Hey, remember that time during the campaign when Candidate Obama said he was going to cut taxes for middle class families across the country? Me too. That was awesome. This is not awesome:

Gregory Mankiw

“A family of four with an income, say, of $54,000 would pay $9,900 for health care. That covers only about half the actual cost. Uncle Sam would pick up the rest.

Now suppose that the same family earns an additional $12,000 by, for example, having the primary earner work overtime or sending a secondary worker into the labor force. In that case, the federal subsidy shrinks, so the family’s cost of health care rises to $12,700.

In other words, $2,800 of the $12,000 of extra income, or 23 percent, would be effectively taxed away by the government’s new health care system.

That implicit marginal tax rate of 23 percent is a significant disincentive. And it comes on top of the explicit marginal tax rate the family already faces from income and payroll taxes. Altogether, many families would face marginal rates at or above the 50 percent level that animated the Reagan supply-side revolution.”

And let’s not forget the promise by Democrats to roll back the Bush tax cuts next year. Speaking of which, I’d say it’s even more important that people pay attention to what the real left has to say about all this:

Deficit financed

“This includes the revenue loss of $2.11 trillion that results directly from the Bush tax cuts as well as the $379 billion in additional interest payments on the national debt that we must make since the tax cuts were deficit-financed.”

The phrase “deficit financed” illustrates the fundamental economic disconnect between the left and the right in American politics. That phrase implies that tax cuts are payments from the government which cost it money. This is misleading because it distorts the reality of ownership. In other words, that money does not belong to the government. It was not earned by anyone in the political class. That money was seized by force from working citizens – rich, middle class and poor. Taxes are not voluntary. Yet.

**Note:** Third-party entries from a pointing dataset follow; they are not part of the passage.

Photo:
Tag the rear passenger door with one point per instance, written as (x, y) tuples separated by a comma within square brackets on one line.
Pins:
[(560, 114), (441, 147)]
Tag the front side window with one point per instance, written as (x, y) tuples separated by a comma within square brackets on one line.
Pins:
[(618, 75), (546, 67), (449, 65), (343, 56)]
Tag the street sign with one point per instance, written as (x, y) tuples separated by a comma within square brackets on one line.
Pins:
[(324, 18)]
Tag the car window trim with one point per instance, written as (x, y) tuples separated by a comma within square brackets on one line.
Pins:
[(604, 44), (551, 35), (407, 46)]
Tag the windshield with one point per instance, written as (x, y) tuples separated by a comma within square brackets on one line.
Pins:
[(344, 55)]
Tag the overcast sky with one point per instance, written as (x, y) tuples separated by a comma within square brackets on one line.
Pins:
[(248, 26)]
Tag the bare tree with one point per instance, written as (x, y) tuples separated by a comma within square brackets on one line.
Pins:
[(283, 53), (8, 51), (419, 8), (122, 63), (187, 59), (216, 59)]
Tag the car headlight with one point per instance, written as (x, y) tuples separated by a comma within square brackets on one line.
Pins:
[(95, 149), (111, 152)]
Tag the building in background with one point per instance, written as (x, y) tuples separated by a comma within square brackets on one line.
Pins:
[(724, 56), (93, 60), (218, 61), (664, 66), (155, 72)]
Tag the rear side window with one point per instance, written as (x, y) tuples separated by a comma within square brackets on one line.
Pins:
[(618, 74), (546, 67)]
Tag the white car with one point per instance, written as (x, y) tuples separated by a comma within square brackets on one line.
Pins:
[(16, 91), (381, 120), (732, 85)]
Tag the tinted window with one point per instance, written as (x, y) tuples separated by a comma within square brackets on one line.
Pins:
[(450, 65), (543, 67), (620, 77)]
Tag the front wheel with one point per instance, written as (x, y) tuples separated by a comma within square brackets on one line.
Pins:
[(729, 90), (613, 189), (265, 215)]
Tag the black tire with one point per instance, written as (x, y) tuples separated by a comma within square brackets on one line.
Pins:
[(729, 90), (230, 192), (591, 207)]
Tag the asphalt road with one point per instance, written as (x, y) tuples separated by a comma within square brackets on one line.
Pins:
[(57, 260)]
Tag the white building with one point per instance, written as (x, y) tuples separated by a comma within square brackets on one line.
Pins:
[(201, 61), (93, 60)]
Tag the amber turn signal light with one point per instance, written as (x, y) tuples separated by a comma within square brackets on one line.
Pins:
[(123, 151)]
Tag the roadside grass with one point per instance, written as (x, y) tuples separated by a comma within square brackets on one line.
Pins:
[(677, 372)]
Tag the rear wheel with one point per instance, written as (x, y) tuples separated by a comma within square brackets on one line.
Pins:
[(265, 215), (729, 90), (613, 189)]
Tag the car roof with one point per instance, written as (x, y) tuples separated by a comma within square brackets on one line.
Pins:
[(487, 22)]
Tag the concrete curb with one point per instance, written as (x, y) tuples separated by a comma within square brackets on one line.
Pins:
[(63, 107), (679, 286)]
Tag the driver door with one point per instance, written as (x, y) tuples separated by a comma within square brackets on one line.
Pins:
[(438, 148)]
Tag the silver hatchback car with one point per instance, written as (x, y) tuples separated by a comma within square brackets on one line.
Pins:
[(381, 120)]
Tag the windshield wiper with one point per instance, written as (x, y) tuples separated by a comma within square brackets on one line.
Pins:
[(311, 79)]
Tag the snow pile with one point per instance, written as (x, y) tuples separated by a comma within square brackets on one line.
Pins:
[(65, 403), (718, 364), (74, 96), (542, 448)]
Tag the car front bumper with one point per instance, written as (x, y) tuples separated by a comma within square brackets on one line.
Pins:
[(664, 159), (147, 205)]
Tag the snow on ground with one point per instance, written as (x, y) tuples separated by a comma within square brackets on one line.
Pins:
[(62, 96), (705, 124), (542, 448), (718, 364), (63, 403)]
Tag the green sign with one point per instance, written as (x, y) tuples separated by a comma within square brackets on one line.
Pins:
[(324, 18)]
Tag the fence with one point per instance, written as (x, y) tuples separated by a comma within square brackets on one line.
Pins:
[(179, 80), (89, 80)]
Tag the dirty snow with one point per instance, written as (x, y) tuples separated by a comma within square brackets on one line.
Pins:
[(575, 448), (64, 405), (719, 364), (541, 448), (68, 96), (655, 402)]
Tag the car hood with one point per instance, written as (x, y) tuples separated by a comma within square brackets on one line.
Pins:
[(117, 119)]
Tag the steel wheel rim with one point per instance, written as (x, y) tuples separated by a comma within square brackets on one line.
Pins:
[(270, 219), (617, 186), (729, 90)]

My argument is certainly not that all taxes are immoral. Neither is my argument that tax cuts always pay for themselves. My argument is that excessive taxes are immoral and that citizens are not obliged to endure them. Further, government does not have an indisputable power to seize whatever income it wants and spend that money on whatever it will just because we happen to live in a watered down democracy.

Government subsidized health care on the other hand is money taken by force from one class or group of citizens and given to another with an exorbitant administrative charge tacked on for the thieves currently in power – private and public. The taxed class has every right – indeed every duty – to object to this seizure of its income should it disagree with any aspect of how that money is taken or spent or with the amounts in question.

Government run health care is deficit financed. Government does not have anywhere near the money to pay for this new bureaucracy. Indeed, it does not have the money to pay for most of the services it allegedly guarantees to its citizens already. Medicare, Medicaid and Social Security are three examples. Hence the exorbitant spiraling debt our country currently faces.

The left argues that since we are so badly in debt, the government is justified in taking even more of our tax dollars. Simply continue to take more money from the bottomless pit of taxpayer finances and we can one day live in a liberal utopia of government sponsored handouts. This solution has never – not in the entire span of human history – proven to be feasible.

The founding generation objected – in part – to taxation without representation. In other words, the mother country Britain continued to take more and more money from the lucrative colonies without allowing them any voice in the government which was taxing them. As the Reverend Ebenezer Baldwin of Danbury once wrote, this “must convince us that we shall be taxed so long as we have a penny to pay, and that new offices will be constituted and new officers palmed upon us until the number is so great that we cannot by our constant labor toil maintain anymore.”

Sound familiar? The difference of course is that we are represented. Allegedly. Even so, that does not mean that we are obliged to continue to surrender more and more of our wealth to prop up an ever more corrupt and unjust governing class. Tax cuts are not deficit financed. Government is taxpayer financed. Should taxpayers at some point determine that said taxes are unjustly squandered, we are not obliged to continue to pay them. Taxpayers are citizens, not slaves.